The following is a high-level overview of key aspects of the new UM rules on which MAOs can expect to be audited:

  • Amendments to existing 42 CFR 422.101.  MAOs must comply with CMS’s national coverage determinations, applicable local coverage determinations, and general coverage and benefit conditions included in “traditional Medicare” laws.  The amendments also address cases in which coverage criteria might not be “fully established” and where an MA plan may create certain publicly accessible internal coverage criteria.

  • Amendments to existing 42 CFR 422.112.  Among other edits, with respect to “basic” benefits (ie, benefits covered by traditional Medicare), approvals for prior authorization for a course of treatment must remain valid as long as medically necessary, subject to certain conditions.  MA plans must provide a minimum 90-day transition period when an enrollee who is currently undergoing an active course of treatment switches to a new MA plan, even if the healthcare provider is out of network.
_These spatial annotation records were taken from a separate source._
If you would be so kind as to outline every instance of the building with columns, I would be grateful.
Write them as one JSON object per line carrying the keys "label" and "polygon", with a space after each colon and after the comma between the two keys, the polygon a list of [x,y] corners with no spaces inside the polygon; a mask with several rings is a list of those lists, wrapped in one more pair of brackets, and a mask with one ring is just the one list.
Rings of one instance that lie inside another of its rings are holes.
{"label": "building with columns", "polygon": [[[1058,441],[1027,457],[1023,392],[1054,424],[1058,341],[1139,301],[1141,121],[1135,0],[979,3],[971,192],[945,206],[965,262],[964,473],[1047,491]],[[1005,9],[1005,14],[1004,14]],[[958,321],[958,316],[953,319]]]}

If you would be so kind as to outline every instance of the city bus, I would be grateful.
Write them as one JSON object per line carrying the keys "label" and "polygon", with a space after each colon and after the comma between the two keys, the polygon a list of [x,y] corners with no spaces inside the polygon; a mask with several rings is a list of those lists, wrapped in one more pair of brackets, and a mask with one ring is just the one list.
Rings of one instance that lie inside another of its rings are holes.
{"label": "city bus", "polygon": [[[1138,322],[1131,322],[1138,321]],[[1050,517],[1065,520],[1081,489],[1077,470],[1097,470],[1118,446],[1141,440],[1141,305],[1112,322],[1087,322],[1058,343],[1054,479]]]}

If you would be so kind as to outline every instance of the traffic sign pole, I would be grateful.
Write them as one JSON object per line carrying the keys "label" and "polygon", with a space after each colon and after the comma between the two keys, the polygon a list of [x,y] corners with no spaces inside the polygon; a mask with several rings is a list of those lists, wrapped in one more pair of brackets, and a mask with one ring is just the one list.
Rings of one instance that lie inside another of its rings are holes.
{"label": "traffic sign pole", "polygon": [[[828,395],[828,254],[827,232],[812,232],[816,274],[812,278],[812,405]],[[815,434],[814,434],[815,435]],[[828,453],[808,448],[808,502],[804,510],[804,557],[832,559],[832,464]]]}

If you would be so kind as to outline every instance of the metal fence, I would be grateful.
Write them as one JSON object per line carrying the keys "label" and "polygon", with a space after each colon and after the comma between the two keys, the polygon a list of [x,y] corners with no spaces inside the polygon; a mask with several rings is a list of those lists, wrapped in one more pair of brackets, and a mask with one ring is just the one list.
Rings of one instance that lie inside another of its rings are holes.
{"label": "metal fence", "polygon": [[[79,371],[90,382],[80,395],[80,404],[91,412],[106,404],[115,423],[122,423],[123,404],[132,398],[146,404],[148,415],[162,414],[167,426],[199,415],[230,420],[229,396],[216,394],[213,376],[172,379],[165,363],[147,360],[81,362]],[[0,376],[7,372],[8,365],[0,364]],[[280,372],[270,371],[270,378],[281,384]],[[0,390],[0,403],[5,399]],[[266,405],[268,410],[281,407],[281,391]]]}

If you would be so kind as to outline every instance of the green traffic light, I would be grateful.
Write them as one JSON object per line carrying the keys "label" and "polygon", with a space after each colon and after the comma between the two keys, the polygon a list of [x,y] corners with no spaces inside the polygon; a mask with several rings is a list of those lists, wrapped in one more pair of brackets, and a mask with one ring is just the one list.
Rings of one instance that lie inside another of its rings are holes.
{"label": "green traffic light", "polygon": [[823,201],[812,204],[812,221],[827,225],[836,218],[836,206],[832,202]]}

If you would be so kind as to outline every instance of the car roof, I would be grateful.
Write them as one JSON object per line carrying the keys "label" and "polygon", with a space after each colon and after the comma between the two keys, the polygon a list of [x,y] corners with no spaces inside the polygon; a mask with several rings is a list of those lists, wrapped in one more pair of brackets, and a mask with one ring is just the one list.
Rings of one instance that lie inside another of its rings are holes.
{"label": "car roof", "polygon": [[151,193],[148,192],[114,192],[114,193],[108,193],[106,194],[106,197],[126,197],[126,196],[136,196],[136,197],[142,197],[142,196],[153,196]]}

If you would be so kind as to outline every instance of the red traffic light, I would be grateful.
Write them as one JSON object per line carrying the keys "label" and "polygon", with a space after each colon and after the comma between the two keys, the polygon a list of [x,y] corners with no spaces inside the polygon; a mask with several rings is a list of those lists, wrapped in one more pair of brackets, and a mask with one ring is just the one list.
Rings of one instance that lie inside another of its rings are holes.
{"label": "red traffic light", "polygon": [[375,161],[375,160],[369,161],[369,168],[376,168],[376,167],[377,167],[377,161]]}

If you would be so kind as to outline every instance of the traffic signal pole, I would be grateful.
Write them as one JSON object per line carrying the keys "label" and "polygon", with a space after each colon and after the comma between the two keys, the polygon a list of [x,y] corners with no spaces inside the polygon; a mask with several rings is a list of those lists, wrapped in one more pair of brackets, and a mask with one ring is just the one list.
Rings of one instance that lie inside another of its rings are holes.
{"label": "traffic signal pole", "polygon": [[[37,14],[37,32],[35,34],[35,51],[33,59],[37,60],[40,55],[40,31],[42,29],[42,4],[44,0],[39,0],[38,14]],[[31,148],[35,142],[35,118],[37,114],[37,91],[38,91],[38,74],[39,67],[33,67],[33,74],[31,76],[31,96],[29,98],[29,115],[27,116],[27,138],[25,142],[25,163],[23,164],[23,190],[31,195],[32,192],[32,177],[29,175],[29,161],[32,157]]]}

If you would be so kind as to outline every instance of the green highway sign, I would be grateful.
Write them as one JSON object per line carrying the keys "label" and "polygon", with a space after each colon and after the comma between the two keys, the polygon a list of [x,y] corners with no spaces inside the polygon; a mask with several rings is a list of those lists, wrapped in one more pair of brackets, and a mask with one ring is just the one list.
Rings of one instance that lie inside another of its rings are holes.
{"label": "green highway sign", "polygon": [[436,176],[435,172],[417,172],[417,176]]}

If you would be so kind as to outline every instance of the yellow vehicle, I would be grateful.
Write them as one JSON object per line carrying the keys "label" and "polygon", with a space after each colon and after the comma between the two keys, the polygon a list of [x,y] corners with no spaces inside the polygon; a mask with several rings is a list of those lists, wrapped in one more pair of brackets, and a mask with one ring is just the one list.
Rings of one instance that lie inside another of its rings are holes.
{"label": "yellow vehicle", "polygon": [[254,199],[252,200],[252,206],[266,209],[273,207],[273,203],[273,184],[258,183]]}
  • A newly effective rule governing utilization management committees at 42 CFR 422.137.  Any MAO that uses utilization management policies and procedures (including prior authorization) must establish a utilization management committee. The rule establishes the required composition and responsibilities of the committee.

  • A newly effective rule governing prior authorizations at 42 CFR 422.138.  The use of prior authorizations is permitted in only a few circumstances, including to confirm the presence of diagnoses or other medical criteria, or to assess whether a basic benefit is medically necessary or a supplemental benefit is clinically appropriate.  The rule further requires that any approval granted through prior authorization or pre-service determination of coverage or payment may not later be denied on the basis of lack of medical necessity and must not be reopened, except in the circumstances specified in the rule.

In November, CMS account managers will begin contacting MAOs to conduct “strategic conversations” so MAOs can confirm their compliance with the UM rules in advance of the audits.  MAOs must continue preparing for compliance with these rules as they head into 2024, including to ensure that they do not improperly require prior authorization or other coverage requirements.

At the same time, healthcare providers will also be significantly impacted by the UM rules.  For example, MAOs have already begun announcing a rollback of their prior authorization requirements for many benefits.  Even where an MAO does not remove prior authorization requirements, providers might seek to leverage the UM rules to argue that remaining prior authorization requirements for certain services are also no longer permitted. 

While providers may now find fewer services subject to prior authorization or conditions not imposed by traditional Medicare, providers are encouraged to understand which of their healthcare services continue to be subject to prior authorization requirements or other conditions to avoid costly and avoidable payment denials.